STUG III Brigade 191 The Buffalo Brigade written by Bruno Bork and published by Greenhill Books - £25.00 - Hardback - Pages 311
This illustrated volume tells the tale of Brigade 191, aka the ‘Buffalo Brigade’, who used the Sturmgeschütz III as they took part in Operation Barbarossa in the Ukraine, saw action during the fight for Greece in 1941 and were deployed to the areas of heaviest fighting in the campaign against the Soviet Union. This began with the infantry advance from Ukraine to Moscow (1941): then to Voronezh, Kursk, the Caucasus and Kuban (1942), then the Kertsch Peninsula and the Crimea (1943-1944), before they were finally evacuated from Sevastopol into Romania by naval lighters. On the South-east Front (the retreat through the Balkans), the Brigade fought its way into Austria and was still fighting on the last day of the war to keep a corridor open.

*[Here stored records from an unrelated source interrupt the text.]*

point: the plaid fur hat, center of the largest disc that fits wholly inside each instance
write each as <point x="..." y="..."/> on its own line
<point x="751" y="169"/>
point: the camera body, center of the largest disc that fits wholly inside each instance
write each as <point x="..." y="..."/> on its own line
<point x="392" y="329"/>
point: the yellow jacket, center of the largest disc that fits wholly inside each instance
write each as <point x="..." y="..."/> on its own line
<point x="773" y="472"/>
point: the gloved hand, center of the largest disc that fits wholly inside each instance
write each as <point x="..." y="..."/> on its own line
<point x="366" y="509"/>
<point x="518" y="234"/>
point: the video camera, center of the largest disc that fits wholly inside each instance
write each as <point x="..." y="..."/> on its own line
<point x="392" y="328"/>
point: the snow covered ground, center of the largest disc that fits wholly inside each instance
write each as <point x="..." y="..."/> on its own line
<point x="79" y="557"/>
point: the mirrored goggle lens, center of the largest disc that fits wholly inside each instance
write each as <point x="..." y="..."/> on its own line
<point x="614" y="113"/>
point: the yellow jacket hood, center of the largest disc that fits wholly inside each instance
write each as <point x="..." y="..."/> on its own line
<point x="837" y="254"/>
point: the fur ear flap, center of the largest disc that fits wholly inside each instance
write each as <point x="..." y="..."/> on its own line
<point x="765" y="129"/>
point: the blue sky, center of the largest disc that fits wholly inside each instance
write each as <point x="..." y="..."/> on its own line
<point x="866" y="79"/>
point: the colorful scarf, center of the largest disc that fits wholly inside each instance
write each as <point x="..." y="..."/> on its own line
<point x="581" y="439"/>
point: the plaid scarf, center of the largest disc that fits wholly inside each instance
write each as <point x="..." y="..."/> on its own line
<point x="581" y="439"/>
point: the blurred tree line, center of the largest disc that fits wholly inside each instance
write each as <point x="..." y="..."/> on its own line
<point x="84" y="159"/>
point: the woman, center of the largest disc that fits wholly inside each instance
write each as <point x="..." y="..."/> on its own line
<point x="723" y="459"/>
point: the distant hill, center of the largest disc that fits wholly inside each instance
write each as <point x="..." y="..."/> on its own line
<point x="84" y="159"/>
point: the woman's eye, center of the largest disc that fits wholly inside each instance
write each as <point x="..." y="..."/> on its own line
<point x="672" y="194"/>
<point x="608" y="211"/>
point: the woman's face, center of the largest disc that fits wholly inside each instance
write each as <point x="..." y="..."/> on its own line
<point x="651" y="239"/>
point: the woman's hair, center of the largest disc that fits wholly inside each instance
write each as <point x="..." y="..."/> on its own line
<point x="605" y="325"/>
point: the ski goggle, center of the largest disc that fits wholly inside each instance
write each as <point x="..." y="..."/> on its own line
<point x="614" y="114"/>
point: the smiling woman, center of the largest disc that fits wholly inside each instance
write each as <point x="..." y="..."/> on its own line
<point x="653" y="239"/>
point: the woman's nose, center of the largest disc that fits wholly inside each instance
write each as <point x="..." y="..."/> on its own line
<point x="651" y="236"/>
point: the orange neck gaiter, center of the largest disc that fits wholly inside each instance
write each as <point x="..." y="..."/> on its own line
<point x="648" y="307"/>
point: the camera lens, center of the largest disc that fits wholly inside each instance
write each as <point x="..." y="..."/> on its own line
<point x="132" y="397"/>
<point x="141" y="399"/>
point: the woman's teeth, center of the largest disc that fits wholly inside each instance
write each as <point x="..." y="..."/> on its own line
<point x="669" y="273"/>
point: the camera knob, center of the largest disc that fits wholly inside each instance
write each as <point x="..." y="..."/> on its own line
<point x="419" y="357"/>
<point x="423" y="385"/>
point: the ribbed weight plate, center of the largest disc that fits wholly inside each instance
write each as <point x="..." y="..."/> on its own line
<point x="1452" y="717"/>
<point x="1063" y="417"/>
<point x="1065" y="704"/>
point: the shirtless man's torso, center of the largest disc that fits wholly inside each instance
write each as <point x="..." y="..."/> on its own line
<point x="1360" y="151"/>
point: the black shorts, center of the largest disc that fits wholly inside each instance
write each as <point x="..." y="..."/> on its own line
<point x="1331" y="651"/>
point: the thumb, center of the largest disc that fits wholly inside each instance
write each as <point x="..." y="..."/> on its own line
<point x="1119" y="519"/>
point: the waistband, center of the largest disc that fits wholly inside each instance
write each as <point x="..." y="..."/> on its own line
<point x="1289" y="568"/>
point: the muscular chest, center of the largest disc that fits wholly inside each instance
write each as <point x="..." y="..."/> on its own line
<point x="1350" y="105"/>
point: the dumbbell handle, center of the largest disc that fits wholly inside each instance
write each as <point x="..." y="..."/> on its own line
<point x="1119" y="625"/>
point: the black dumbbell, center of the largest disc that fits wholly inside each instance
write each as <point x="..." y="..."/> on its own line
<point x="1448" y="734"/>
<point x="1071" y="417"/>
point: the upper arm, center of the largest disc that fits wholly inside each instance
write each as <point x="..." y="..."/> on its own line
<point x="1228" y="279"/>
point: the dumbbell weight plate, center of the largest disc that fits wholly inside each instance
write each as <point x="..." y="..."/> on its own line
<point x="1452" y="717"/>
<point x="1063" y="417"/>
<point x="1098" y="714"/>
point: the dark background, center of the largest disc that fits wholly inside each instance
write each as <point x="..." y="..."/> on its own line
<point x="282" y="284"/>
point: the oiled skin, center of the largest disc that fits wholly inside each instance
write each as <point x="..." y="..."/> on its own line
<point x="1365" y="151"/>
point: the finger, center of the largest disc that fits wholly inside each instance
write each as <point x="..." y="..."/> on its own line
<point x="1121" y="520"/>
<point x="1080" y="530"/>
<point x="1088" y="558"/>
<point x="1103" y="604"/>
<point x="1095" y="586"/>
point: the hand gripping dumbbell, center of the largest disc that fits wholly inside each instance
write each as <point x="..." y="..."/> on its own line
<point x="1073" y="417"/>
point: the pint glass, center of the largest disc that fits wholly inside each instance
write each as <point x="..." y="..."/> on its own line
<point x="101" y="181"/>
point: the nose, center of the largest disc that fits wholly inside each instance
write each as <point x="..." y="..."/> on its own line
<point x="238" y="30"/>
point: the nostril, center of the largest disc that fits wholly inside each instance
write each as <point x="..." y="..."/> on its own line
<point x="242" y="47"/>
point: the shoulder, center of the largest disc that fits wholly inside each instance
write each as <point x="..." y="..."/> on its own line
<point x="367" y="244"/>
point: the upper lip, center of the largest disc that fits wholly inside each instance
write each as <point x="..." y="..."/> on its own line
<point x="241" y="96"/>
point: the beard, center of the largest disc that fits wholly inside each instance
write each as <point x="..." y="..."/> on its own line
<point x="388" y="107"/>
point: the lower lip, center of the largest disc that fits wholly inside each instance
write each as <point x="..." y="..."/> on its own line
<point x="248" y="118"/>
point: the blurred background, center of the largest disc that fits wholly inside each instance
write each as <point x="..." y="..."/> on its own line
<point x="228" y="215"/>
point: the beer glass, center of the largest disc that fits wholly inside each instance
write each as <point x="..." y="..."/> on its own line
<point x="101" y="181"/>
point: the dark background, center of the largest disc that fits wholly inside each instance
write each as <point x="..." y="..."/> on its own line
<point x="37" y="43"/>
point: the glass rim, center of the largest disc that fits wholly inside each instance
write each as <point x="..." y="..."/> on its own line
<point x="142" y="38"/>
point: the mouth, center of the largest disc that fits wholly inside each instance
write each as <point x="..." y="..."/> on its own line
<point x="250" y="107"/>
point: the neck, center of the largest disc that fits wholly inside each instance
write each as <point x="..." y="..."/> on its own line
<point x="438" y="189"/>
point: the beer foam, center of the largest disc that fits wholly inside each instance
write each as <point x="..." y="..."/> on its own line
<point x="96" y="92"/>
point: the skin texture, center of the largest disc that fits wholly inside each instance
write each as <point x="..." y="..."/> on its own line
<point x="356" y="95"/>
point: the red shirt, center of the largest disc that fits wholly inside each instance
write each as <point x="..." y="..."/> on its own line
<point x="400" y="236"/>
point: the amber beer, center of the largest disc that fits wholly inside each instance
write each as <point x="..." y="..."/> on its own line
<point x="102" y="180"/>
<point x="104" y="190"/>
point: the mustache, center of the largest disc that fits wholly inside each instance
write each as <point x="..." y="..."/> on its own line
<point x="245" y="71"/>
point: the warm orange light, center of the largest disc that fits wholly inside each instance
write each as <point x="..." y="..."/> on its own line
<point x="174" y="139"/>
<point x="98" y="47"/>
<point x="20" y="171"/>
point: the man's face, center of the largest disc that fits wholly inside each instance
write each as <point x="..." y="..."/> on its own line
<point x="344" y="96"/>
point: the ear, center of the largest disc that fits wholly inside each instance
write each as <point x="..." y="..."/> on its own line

Keen to write an account recording the tactical significance of the Sturmgeschütz III, while surviving members of Brigade 191 also wished for a cohesive documentary record of the war, Bork set about gathering military records and literature, as well as interviewing as many ex-Brigade men as possible, in order to bring this detailed account into being.
A fascinating book indeed that tells the story of German troops in the German army serving with Brigade 191. This unit served from as far as the Balkans and Greece to Moscow and Kursk. Through the thoughts and opinions of first-hand accounts of German soldiers this book clearly reveals the harshness of life and conditions serving in this unit and the devastating encounters they faced and endured. We now see more and more of these books detailing the ‘other side’ of the story by giving us the opinions and evidence of the German side, an excellent thing as this can only give us a better and fuller picture of important events. This book is well written by the author Bruno Bork and I must say that the book contains a great number of photographs which I think do the book much credit and appeal. I would happily recommend this book to others, especially those interested in German first-hand accounts.